While the 10-year Treasury yield was 52 bps higher for the first half of the year, the yield trajectory has shifted downward. The yield declined off its highs by 29 bps during the second quarter in an environment of rising growth and inflation. Municipal-to-Treasury yield ratios remain historically very low, after reaching historical highs in 2020. The 10-year municipal-to-Treasury yield ratio moved from 64% to 68% during the second quarter, versus a long-term average of 85%. The 30-year ratio dipped into the 60% range during the quarter, but ultimately ended the quarter steady at 73% compared to a long-term average of 93%. These low ratios indicate municipal outperformance, driven by both technical and fundamental factors. Low municipal-to-Treasury yield ratios reflect investors’ preference for municipal bonds so far this year.

New issue supply is up 8.5% year-to-date over last year, when the second quarter 2020 saw light issuance in the early days of the COVID-19 pandemic, followed by an increase as demand for bonds returned to the market over the summer.

Portfolio Positioning and Outlook
The portfolio began the quarter with seed capital already fully deployed and has experienced additional capital contributions. The fund’s long duration positioning relative to the benchmark, sector allocation, and security selection were all additive to performance this quarter. As of the end of June, the fund’s modified duration is 1.07 years longer than the benchmark. This longer positioning has helped performance, particularly an overweight to bonds with durations 6 years and longer. Looking forward, we are looking to shorten the fund’s duration to be more in line with the benchmark in light of market expectations of inflation.
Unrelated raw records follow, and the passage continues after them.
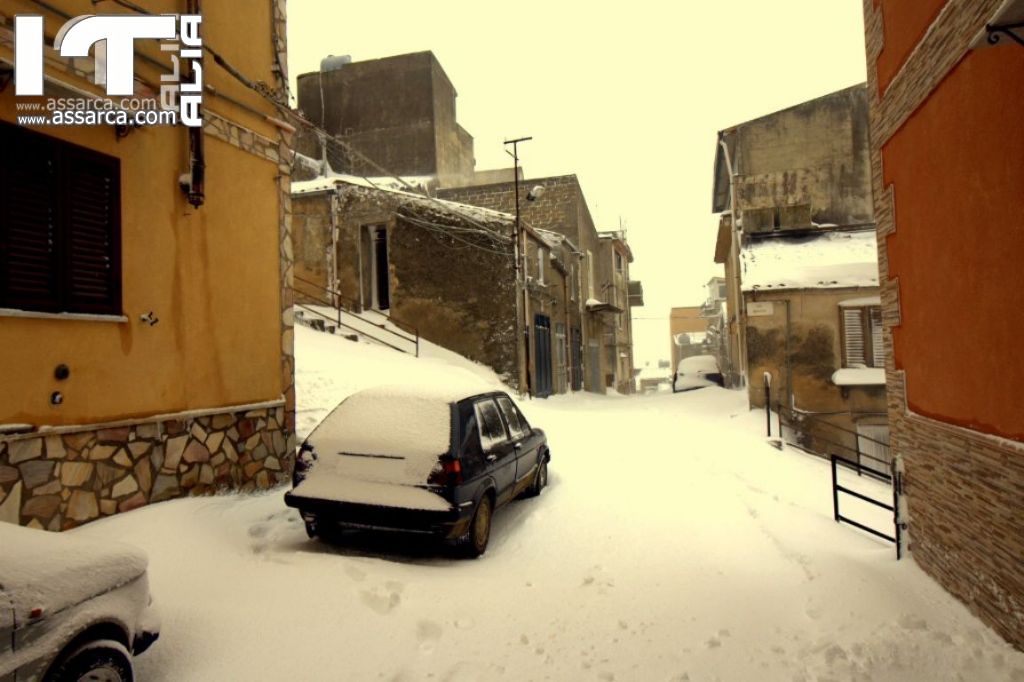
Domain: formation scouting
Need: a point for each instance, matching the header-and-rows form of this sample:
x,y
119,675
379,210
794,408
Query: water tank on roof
x,y
334,62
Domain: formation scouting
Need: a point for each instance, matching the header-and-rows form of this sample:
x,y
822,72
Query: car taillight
x,y
446,472
303,462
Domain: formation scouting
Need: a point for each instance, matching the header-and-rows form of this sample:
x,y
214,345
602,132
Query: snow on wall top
x,y
820,261
51,570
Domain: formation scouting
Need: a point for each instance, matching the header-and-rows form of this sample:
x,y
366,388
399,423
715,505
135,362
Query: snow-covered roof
x,y
326,182
859,302
829,260
868,376
392,186
554,240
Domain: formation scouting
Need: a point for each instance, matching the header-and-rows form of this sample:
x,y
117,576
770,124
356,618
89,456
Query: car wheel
x,y
475,542
540,478
100,661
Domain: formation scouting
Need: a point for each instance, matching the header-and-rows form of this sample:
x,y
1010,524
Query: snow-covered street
x,y
672,544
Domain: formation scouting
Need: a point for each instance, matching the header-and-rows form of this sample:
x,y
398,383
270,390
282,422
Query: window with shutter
x,y
59,225
862,337
878,350
853,337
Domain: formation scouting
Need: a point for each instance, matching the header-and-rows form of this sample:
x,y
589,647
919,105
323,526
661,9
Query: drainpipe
x,y
734,257
333,283
197,151
567,341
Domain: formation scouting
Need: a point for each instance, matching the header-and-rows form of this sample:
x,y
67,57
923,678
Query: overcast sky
x,y
628,97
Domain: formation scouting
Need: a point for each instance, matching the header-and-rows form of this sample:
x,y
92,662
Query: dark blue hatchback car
x,y
426,461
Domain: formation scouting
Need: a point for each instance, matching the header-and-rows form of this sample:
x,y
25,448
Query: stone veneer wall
x,y
963,488
66,476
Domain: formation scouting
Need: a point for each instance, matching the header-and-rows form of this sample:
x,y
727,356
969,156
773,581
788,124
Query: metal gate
x,y
542,355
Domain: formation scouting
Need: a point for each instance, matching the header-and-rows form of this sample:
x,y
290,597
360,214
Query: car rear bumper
x,y
448,524
146,630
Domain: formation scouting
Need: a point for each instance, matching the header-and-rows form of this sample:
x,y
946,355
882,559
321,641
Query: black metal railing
x,y
837,462
339,309
811,429
808,426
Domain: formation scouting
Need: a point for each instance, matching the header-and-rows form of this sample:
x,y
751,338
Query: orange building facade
x,y
947,156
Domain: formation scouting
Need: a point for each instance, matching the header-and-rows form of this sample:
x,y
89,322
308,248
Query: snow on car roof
x,y
53,570
397,421
828,260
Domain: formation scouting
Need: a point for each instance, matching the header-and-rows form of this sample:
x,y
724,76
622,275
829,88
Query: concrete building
x,y
562,209
398,113
146,332
687,330
801,267
444,271
946,151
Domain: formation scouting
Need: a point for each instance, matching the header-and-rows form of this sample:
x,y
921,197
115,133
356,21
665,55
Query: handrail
x,y
354,304
341,324
817,419
339,309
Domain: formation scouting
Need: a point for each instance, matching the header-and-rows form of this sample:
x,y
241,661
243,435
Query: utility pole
x,y
522,294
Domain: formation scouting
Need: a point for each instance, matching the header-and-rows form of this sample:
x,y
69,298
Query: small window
x,y
862,337
492,429
512,417
59,225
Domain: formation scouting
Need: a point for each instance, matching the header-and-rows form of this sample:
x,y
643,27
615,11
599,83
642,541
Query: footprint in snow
x,y
383,600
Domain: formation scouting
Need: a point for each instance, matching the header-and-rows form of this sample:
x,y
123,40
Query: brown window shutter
x,y
878,349
853,337
29,257
91,232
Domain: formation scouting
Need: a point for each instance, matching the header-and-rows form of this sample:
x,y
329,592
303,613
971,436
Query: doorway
x,y
377,295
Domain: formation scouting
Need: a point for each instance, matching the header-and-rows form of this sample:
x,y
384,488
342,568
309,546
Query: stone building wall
x,y
457,290
69,475
963,488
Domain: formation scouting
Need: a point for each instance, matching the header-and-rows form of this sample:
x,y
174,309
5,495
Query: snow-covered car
x,y
71,608
696,372
428,461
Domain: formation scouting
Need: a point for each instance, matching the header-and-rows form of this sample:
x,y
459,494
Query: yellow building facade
x,y
170,371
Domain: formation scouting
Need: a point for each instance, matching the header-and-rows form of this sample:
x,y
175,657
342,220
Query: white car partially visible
x,y
71,608
696,372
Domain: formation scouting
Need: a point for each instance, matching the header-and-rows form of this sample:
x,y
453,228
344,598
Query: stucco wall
x,y
211,275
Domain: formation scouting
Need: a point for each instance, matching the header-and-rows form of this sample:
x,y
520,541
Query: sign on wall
x,y
760,308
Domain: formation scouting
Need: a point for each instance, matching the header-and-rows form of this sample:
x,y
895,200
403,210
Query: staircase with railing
x,y
331,311
801,429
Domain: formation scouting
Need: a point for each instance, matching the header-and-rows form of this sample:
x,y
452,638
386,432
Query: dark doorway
x,y
382,282
542,355
576,346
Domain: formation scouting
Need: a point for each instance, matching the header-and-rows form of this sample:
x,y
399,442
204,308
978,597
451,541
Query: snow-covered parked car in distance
x,y
71,608
696,372
428,461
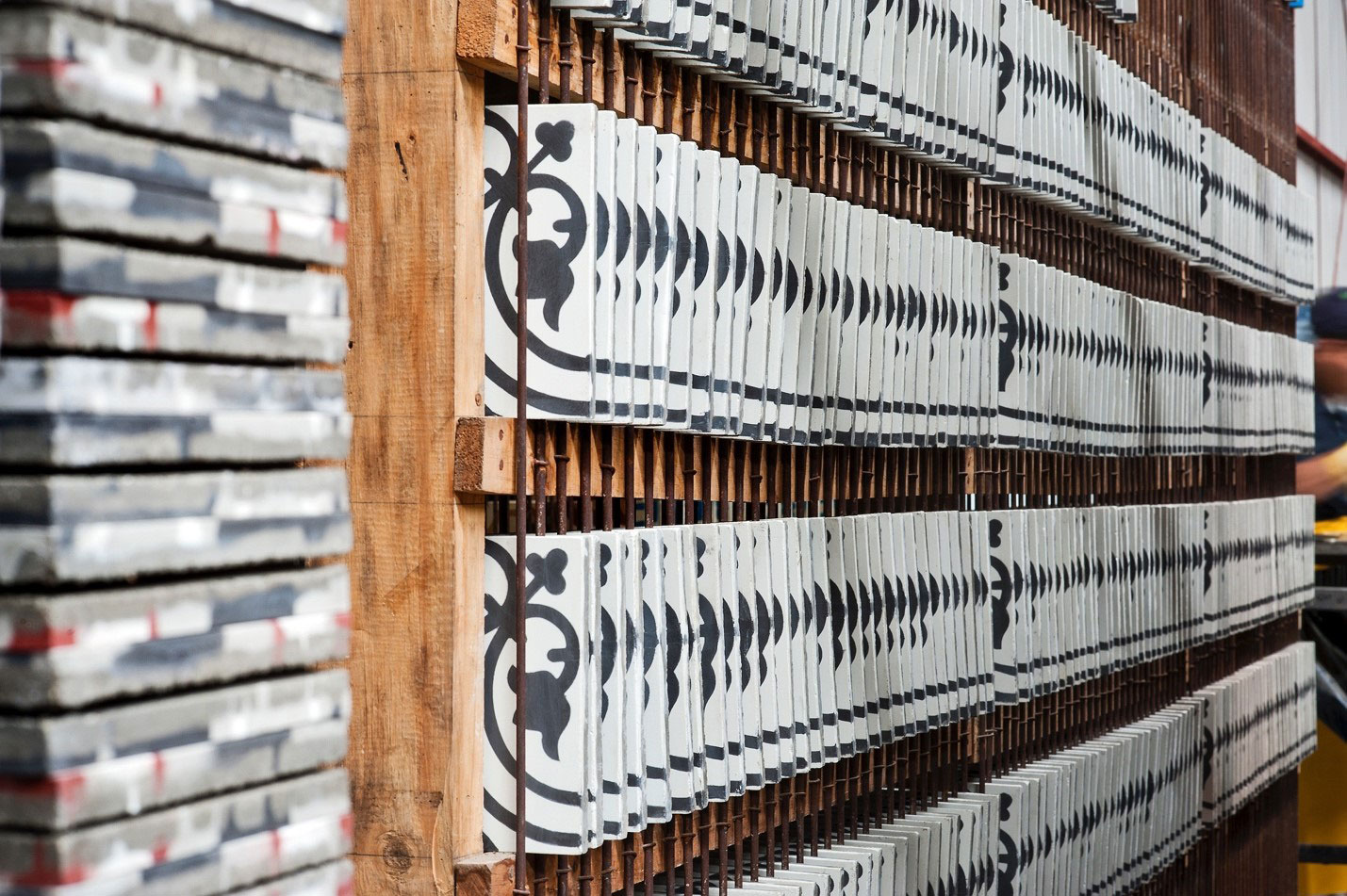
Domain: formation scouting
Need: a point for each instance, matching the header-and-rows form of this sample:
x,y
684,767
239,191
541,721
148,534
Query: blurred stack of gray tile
x,y
172,415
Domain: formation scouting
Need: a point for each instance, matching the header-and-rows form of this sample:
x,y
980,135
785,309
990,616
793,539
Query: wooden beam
x,y
414,368
1312,147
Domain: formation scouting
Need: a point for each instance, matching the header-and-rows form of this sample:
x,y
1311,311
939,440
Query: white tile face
x,y
681,346
624,304
705,326
562,252
646,311
605,260
612,651
558,587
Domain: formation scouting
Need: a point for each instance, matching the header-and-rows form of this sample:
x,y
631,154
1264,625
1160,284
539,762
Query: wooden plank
x,y
414,367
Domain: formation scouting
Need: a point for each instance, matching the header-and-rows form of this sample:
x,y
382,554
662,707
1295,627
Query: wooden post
x,y
414,367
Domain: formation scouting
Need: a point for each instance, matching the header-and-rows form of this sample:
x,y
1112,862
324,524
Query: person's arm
x,y
1322,475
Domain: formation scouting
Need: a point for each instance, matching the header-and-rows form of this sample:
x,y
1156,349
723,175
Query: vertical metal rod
x,y
521,51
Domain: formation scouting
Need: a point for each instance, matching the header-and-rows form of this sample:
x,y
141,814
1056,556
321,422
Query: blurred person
x,y
1324,474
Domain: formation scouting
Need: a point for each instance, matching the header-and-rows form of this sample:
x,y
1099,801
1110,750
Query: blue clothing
x,y
1330,433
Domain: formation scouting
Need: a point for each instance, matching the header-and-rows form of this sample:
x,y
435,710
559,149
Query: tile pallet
x,y
174,518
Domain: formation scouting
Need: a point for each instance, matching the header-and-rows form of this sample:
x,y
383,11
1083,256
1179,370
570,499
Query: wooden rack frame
x,y
424,465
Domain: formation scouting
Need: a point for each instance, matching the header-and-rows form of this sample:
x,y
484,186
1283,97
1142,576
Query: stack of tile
x,y
172,327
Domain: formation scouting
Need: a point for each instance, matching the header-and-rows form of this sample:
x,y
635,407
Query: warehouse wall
x,y
1322,110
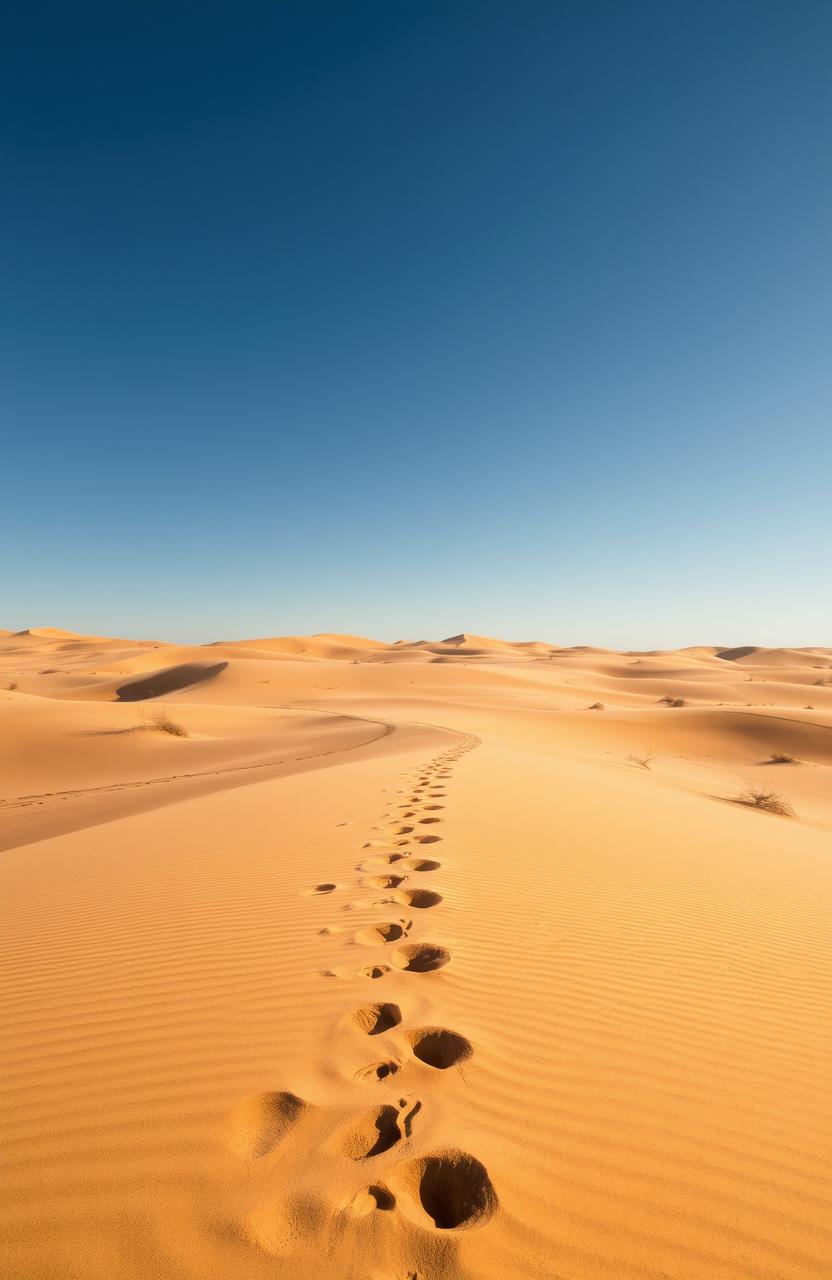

The fund benefitted from overweight allocations to leasing and special tax bonds. The fund had underweight exposures to Housing and industry development review (IDR)/ pollution control revenue (PCR) sectors, although security selection within these allocations was additive. The fund has a roughly 6% position in taxable municipal bonds that also contributed to performance for the quarter. The strongest performing names this quarter include New York Transportation Development Corporation, New Jersey Economic Development Authority School Facilities Construction Bonds, and Massachusetts Bay Transportation Authority. Another name worth mentioning is the Chicago Board of Education which was the strongest performer in June. The Illinois complex of credits has been performing well due to stimulus money that has flowed into the state in a time where investors are looking for names that offer yield and spread. Names that detracted include Los Angeles Unified School District, Los Angeles Department of Water and Power, and Southeast Energy Authority. Premium to NAV decreased to 0.069%.